This article is about the river in France; it should not be confused with the Senne, a much smaller river that flows through Brussels. For other rivers named Seine, see Seine River (disambiguation). A seine is also a kind of fishing net.
The Seine (pronounced "sen") is a major river of northern France, forming the country's chief commercial waterway. It is also a tourist attraction, particularly within the city of Paris.
The river is 780 km (485 miles) long, France's second longest (after the Loire). Its main tributaries are the Aube, Marne and Oise rivers from the north and the Yonne and Eure rivers from the south. It is connected with canals to the Scheldt (also called the Escaut), Meuse, Rhine, Saône and Loire rivers.
The Seine rises in the French région of Burgundy, in the département of Côte-d'Or, 30 km (18 miles) northwest of Dijon at a height of 471 metres (1545 feet). The river then flows through Troyes to Paris.
In Paris, narrowed between high stone embankments, the river carries commercial barges, waterbuses and large tourist boats (bateaux-mouches). From the water, fine views are seen of the Cathedral of Notre Dame, the Louvre, the Musée d'Orsay (housing Paris' collection of Impressionist art), the Conciergerie and the Eiffel Tower. The northern side of the river is described as the Right Bank (Rive Droite) and the southern side as the Left Bank (Rive Gauche), because when facing the same direction that the river flows, these are the directions to the left and right.
The route of the river Seine, in northern France
The river then meanders in large loops through Normandy and Rouen, entering the English Channel (La Manche) in an estuary between Le Havre and Honfleur.

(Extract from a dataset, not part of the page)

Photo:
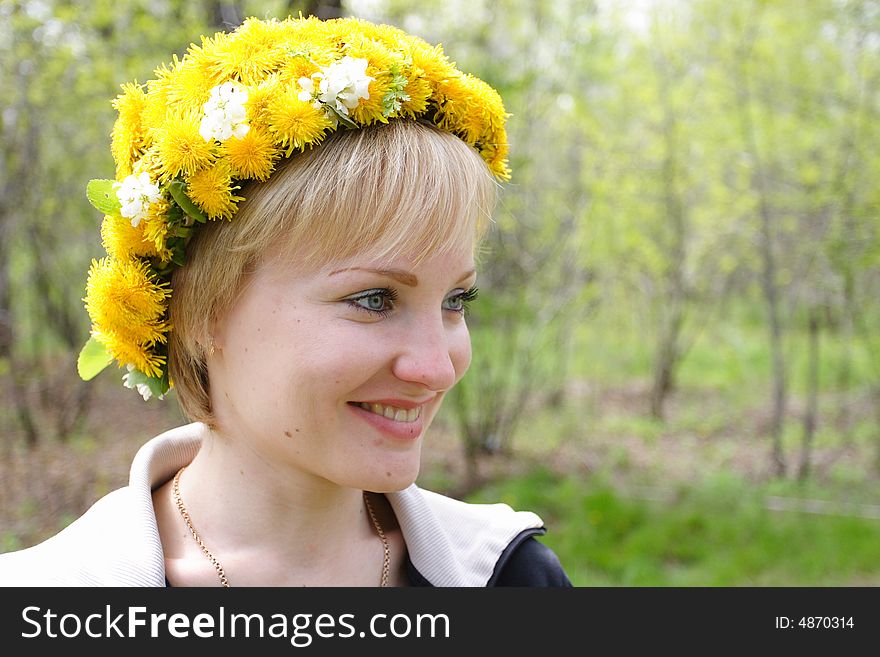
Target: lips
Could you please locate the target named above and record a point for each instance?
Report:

The Seine is dredged and oceangoing vessels can dock at Rouen, 120 km (75 miles) from the sea. Commercial riverboats can use the river from Bar-sur-Seine , 560 km (350 miles) from its mouth. At Paris, the river is only 24 metres (80 feet) above sea level, 445 km (277 miles) from its mouth, making it slow flowing and thus easily navigable.
The water of the Seine is an important resource. Electric power stations, thermal and nuclear, pull their cooling water from the river. Half the water used in the Paris region, both for industry and for consumption, and three quarters of the water used in the area between Rouen and Le Havre, is taken from the river.
In ancient times the Seine was known by the Latin name Sequana.
Dredging in the 1960s mostly eliminated the tidal bore ("le mascaret") formerly present in the Seine.
Until the administrative reorganization in the 1960s, Seine was also the name of département number 75. It was named after the river and containing the city of Paris and the surrounding area. It was split into four départements in 1968: Paris, Hauts-de-Seine, Seine-Saint-Denis and Val-de-Marne. See: Seine (département).
The Banks of the Seine in Paris were added to the UNESCO's list of World Heritage Sites in 1991.